3.5 Unnormalized Text

It is a common scenario to use a model trained with news data to process text from social media, which could include intentional or unintentional misspellings. Unfortunately, we do not have social media data to test the taggers. However, we design an experiment to simulate unnormalized text, by systematically editing the words in the dev sets with three operations: insertion, deletion and substitution. For example, if we modify a word abcdef at position 2 (0-based), the modified words would be abxcdef, abdef, and abxdef, where x is a random character from the alphabet of the language.

For each operation, we create a group of modified dev sets, where all words longer than two characters are edited by the operation with a probability of 0.25, 0.5, 0.75, or 1. For each language, we use the models trained on the normal training sets and predict Pos for the three groups of modified dev set. The average accuracies are shown in Figure 2.

Generally, all models suffer from the increasing degrees of unnormalized texts, but CNN always suffers the least. In the extreme case where almost all words are unnormalized, CNN performs 4 to 8 points higher than LSTM and 4 to 11 points higher than CRF. This suggests that the CNN is more robust to misspelt words. While looking into the specific cases of misspelling, CNN is more sensitive to insertion and deletion, while CRF and LSTM are more sensitive to substitution.

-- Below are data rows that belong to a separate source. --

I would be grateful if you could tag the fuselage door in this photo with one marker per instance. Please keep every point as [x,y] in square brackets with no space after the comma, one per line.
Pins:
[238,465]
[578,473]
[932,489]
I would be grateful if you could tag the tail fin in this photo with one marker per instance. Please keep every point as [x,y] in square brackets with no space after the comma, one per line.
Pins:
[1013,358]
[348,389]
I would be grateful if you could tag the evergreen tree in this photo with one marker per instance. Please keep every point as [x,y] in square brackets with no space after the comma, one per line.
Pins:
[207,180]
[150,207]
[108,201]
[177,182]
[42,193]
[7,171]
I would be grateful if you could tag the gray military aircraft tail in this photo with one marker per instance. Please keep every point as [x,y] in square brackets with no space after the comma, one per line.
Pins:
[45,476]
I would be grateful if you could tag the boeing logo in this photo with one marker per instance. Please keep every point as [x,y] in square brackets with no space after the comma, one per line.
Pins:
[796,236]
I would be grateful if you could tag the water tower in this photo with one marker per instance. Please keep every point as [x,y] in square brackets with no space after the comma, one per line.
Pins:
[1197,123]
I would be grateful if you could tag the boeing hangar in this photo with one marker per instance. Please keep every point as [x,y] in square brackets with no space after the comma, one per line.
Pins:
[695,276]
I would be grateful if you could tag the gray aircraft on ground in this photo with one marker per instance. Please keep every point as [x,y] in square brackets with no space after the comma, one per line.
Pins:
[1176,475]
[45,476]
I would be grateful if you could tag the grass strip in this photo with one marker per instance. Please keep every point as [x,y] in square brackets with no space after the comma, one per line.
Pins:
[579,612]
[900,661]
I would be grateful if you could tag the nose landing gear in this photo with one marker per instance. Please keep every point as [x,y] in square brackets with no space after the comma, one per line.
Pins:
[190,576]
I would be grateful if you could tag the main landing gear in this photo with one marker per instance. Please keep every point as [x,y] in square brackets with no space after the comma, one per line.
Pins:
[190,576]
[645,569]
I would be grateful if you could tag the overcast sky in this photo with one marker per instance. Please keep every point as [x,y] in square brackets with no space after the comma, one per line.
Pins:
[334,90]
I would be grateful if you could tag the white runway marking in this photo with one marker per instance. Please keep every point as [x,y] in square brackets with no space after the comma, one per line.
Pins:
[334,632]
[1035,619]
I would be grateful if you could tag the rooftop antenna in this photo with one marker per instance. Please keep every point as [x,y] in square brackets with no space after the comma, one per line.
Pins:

Figure 2: Pos tagging accuracies on the dev set with the three modifications of different degrees.

4 Conclusion

In this paper, we propose a general-purpose tagger that uses two CNNs for both character composition and context encoding. On the universal dependency treebanks (v1.2), the tagger achieves state-of-the-art results for POS tagging and morphological tagging, and to the best of our knowledge, it also performs best for supertagging. The tagger works well across different tagging tasks without tuning the hyper-parameters, and it is also robust against unnormalized text.